On Friday, the U.S. Food and Drug Administration (FDA) announced that it has revised its proposal for nutritional labels to not only include the amount of added sugars in grams (something the FDA recommended in 2014), but also to list the percent Daily Value (% DV) of those added sugars, in the same way that other items are currently listed.

The intent of the change is to not only show buyers how much sugar is in their food, but to indicate how that amount compares to the recommended daily limit on sugar consumption. Officials recommend that people not consume more than 10% of their daily calories from added sugar.

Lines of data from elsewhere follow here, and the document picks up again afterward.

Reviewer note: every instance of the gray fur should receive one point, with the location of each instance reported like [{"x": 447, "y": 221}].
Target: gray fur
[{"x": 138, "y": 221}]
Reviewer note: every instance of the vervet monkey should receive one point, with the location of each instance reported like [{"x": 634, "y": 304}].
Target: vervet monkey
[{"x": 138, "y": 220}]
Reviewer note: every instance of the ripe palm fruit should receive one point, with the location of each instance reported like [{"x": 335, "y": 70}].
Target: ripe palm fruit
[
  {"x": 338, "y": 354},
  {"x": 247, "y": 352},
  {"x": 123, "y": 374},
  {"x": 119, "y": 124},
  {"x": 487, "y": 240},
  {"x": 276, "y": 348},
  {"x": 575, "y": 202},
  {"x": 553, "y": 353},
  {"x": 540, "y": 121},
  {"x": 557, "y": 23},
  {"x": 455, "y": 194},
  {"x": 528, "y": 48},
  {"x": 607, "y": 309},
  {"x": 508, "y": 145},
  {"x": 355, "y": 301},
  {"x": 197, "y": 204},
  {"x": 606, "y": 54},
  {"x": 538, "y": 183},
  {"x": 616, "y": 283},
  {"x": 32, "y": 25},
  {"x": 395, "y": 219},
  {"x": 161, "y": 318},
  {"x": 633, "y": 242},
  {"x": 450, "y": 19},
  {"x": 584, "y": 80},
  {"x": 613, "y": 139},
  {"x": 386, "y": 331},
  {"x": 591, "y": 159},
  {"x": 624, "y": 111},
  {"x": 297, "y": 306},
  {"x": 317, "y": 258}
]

“Scientific data shows that it is difficult to meet nutrient needs while staying within calorie requirements if you consume more than 10 percent of your total daily calories from added sugar,” writes Susan Mayne, the FDA’s director of the Center for Food Safety and Applied Nutrition, in a blog post about the proposed change. “FDA’s initial proposal to include the amount of added sugars on the Nutrition Facts label is now further supported by newly reviewed studies suggesting healthy dietary patterns, including lower amounts of sugar-sweetened foods and beverages, are strongly associated with a reduced risk of cardiovascular disease.”

The FDA recommends that adults and children age 4 and older not consume more than 50 grams of added sugars per day. For kids ages 1 through 3, the recommended limit is 25 grams of sugar.

For context, the FDA provides the example of a consumer drinking a 20-oz. sugary beverage. That contains about 66 grams of added sugar, according to the FDA, which would be listed on the label as 132% of the Daily Value.